As Julia describes, Hong Kong Garden is more than a deck. It is an interactive artwork. “May your passage be met with truth, transformation, and abundance. May your garden grow.”
In addition to the Tarot deck, the exhibition will feature original hand-cut collage artworks, fine art prints, and relevant found-object ephemera selected from the artist’s vault of vintage treasures. Visitors are invited to explore and acquire these talismanic creations, each offering a glimpse into the artist’s dreamscape and the intricate magickal symbolism woven into Hong Kong Garden.

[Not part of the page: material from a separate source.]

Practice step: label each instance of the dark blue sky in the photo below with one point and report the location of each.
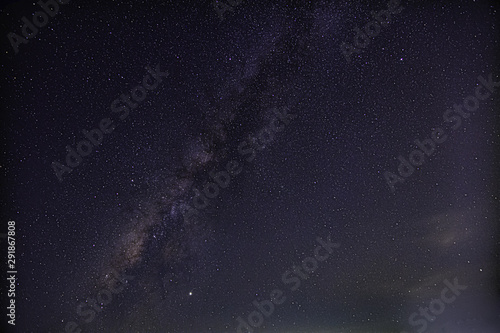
(119, 220)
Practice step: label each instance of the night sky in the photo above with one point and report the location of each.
(252, 166)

Julia Popescu (b. 1980, Washington, DC) is a collage artist whose work is rooted in Tarot, archetypes, and surrealism, with an aesthetic shaped by 90s zine culture. Working as Snakes for Hair, Popescu treats collage as a magickal act, using the cut-up method to transform disassembled images into new narratives and divine messages. Her practice is a fusion of alchemy, divination, and artistic storytelling, creating works that exist as portals to the spiritual and symbolic.
Hong Kong Garden was designed by 16B Studio.